Genentech, a member of the Roche Group, announced that the FDA has accepted the company’s Supplemental Biologics License Application (sBLA) for Actemra (tocilizumab) for the treatment of GCA, a chronic, potentially life-threatening autoimmune condition. The FDA also granted Priority Review designation for Actemra for the treatment of giant cell arteritis (GCA). The designation is based on the positive outcome of the phase III GiACTA study evaluating Actemra in people with GCA. Results showed that Actemra, initially combined with a six-month steroid (glucocorticoid) regimen, more effectively sustained remission through one year compared to a six- or 12-month steroid taper regimen given alone in people with GCA.
“This positive outcome in GCA, a condition for which there have been no new treatments in more than 50 years, demonstrates Genentech’s commitment to helping patients with unmet needs,” said Sandra Horning, M.D., chief medical officer and head of Global Product Development. “We are pleased by the FDA’s decision to classify their review of the sBLA as priority. We will continue to work closely with the FDA to bring this investigational medicine to people with GCA as quickly as possible.”
Priority Review Designation is granted to medicines that the FDA has determined to have the potential to provide significant improvements in the safety and effectiveness of the treatment of a serious disease.

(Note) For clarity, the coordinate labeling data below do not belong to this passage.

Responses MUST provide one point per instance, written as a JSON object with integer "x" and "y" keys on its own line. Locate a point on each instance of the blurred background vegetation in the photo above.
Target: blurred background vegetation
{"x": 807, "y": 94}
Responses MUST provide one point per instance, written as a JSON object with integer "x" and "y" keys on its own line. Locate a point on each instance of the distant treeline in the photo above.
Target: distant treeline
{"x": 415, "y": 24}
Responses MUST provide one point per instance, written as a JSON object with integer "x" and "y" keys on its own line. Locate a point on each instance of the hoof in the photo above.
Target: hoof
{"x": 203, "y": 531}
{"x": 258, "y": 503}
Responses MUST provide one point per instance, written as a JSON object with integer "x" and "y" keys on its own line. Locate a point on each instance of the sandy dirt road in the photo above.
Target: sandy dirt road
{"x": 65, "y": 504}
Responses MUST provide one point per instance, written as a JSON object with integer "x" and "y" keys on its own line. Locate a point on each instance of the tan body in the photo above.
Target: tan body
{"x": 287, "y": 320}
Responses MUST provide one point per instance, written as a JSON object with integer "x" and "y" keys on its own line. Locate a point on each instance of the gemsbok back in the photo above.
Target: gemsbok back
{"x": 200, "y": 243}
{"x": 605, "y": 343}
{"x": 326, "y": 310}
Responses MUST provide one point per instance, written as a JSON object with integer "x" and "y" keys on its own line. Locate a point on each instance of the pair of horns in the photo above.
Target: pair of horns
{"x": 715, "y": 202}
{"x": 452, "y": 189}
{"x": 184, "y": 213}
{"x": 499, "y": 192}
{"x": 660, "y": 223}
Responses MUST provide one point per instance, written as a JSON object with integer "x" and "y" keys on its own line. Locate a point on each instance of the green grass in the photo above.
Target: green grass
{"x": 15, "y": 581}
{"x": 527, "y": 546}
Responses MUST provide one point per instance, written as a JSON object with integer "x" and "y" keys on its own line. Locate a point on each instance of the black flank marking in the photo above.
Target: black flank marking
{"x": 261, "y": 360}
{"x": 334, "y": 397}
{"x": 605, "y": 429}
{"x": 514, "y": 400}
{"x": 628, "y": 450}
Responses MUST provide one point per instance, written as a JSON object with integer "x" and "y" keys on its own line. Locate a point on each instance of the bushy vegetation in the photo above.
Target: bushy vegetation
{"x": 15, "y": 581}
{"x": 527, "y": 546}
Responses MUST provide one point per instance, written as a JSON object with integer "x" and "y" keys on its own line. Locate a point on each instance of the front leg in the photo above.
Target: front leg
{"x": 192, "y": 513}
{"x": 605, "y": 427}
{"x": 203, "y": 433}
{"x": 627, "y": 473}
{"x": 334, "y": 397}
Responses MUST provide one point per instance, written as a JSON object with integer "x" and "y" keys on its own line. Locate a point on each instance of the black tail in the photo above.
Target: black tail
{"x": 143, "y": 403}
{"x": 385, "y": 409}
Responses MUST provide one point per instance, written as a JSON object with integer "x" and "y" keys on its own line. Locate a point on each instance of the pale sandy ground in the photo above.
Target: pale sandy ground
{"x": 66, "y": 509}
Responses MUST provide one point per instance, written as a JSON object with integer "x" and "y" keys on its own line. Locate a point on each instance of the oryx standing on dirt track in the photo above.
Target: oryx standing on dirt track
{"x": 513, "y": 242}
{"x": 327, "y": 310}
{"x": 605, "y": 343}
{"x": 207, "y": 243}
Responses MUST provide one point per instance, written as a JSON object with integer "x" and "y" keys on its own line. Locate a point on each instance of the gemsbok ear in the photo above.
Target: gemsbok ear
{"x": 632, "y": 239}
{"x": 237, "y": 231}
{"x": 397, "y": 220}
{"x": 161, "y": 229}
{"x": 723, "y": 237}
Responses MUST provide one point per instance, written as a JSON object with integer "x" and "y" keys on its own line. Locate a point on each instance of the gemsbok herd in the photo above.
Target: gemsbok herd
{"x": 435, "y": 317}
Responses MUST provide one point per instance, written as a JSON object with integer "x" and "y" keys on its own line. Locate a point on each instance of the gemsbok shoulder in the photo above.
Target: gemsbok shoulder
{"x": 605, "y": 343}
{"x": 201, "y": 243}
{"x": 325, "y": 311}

In October 2016, Genentech announced receiving Breakthrough Therapy designation for the treatment of GCA with Actemra. Breakthrough designation is intended to expedite the development and review of medicines with early evidence of substantial clinical benefit in serious diseases and to help ensure that patients receive access to medicines as soon as possible.
GiACTA (NCT01791153) is a phase III, global, randomized, double-blind, placebo-controlled trial investigating the efficacy and safety of Actemra as a novel treatment for GCA. It is the largest clinical trial ever conducted in GCA and the first to use blinded, variable-dose, variable-duration steroid regimens. The multicenter study was conducted in 251 patients across 76 sites in 14 countries. The primary and key secondary endpoints were evaluated at 52 weeks.
The prevalence of GCA has been estimated at over 200 per 100,000 persons in the U.S. over the age of 50, and the disease is two to three times more likely to affect women than men. GCA is often difficult to diagnose because of the wide and variable spectrum of signs and symptoms. GCA can cause severe headaches, jaw pain and visual symptoms and if left untreated, can lead to blindness, aortic aneurysm or stroke. Treatment to date for people with GCA has been limited to high-dose steroids that play a role as an effective ‘emergency’ treatment option to prevent damage such as vision loss. However, steroids are often unable to maintain long-term disease control (flare-free remission). Due to the variability of symptoms, complexity of the disease and disease complications, people with GCA are often seen by several physicians including rheumatologists, neurologists and ophthalmologists.